Loading 3D data works the same as loading 2D data, but this time the cost and
rank arrays will be 3 dimensional.  Here we load and plot some example 3D data
(`LBC_3D.txt`) from a simulation run on 4 MPI ranks.  Particles fill the box
from :math:`k=0` to :math:`k=1`.

.. code-block:: python

    sim_3D = pdm.SimData('LBC_3D.txt', [1,2,3])
    sim_3D(1)

    # Plotting -- we know beforehand the data is 3D
    def plot_3D(sim, j0):
        """
        Plot MPI rank layout for a set of `LoadBalanceCosts` reduced diagnostics
        (3D) data.

        Arguments:
        sim -- SimData class with data (3D) loaded for desired iteration
        j0 -- slice along j direction to plot ik slice
        """
        # Make first cmap
        cmap = plt.cm.viridis
        cmaplist = [cmap(i) for i in range(cmap.N)][::-1]
        unique_ranks = np.unique(sim.rank_arr)
        sz = len(unique_ranks)
        cmap = mpl.colors.LinearSegmentedColormap.from_list(
            'my_cmap', cmaplist, sz) # create the new map

        # Make cmap from 1 --> 96 then randomize
        cmaplist= [cmap(i) for i in range(sz)]
        random.Random(6).shuffle(cmaplist)
        cmap = mpl.colors.LinearSegmentedColormap.from_list(
            'my_cmap', cmaplist, sz) # create the new map

        # Define the bins and normalize
        bounds = np.linspace(0, sz, sz + 1)
        norm = mpl.colors.BoundaryNorm(bounds, sz)
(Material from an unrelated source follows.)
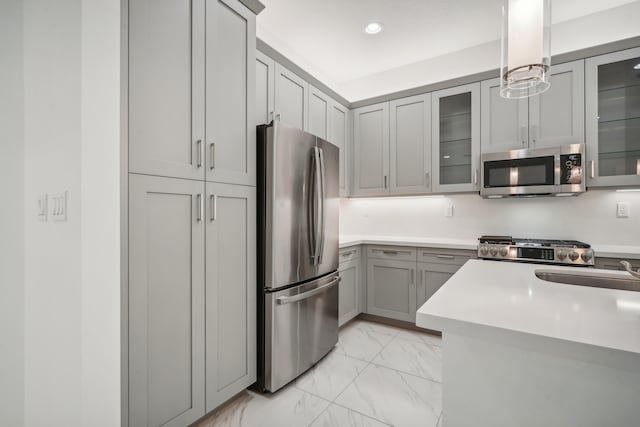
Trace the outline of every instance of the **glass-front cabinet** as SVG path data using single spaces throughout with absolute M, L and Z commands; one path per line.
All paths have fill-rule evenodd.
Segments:
M 432 94 L 434 192 L 479 190 L 480 83 Z
M 587 185 L 640 185 L 640 48 L 586 61 Z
        mz, my, mx = sim.rank_arr.shape
        xcoord, ycoord, zcoord = np.linspace(0,mx,mx+1), np.linspace(0,my,my+1),
                                                         np.linspace(0,mz,mz+1)
        im = plt.pcolormesh(xcoord, zcoord, sim.rank_arr[:,j0,:],
                            cmap=cmap, norm=norm)

        # Grid lines
        plt.ylabel('$k$')
        plt.xlabel('$i$')
        plt.minorticks_on()
        plt.hlines(zcoord, xcoord[0], xcoord[-1],
                   alpha=0.7, linewidth=0.3, color='lightgrey')
        plt.vlines(xcoord, zcoord[0], zcoord[-1],
                   alpha=0.7, linewidth=0.3, color='lightgrey')

        plt.gca().set_aspect('equal')

        # Center rank label
        for k in range(mz):
            for i in range(mx):
                text = plt.gca().text(i+0.5, k+0.5, int(sim.rank_arr[k][j0][i]),
                                      ha="center", va="center",
                                      color="red", fontsize=8)

        # Colorbar
        divider = make_axes_locatable(plt.gca())
        cax = divider.new_horizontal(size="5%", pad=0.05)
        plt.gcf().add_axes(cax)
        cb=plt.gcf().colorbar(im, label='rank', cax=cax, orientation="vertical")
        ticks = np.linspace(0, 1, len(unique_ranks)+1)
        cb.ax.yaxis.set_ticks(ticks)
        cb.ax.yaxis.set_ticklabels([0, 1, 2, 3, " "])

    fig, axs = plt.subplots(2, 2, figsize=(8, 8))
    for j,ax in enumerate(axs.flatten()):
        plt.sca(ax)
        plt.title('j={}'.format(j))
        plot_3D(sim_3D, j)
        plt.tight_layout()

This generates plots like in `[fig:distribution_mapping_3D] <#fig:distribution_mapping_3D>`__:

.. raw:: latex

   \centering

.. figure:: distribution_mapping_3D.png
   :alt: Sample distribution mappings from 3D simulations, visualized as slices in the :math:`ik` plane along :math:`j`.
   :name: fig:distribution_mapping_3D
   :width: 15cm

   Sample distribution mappings from 3D simulations, visualized as slices in the :math:`ik` plane along :math:`j`.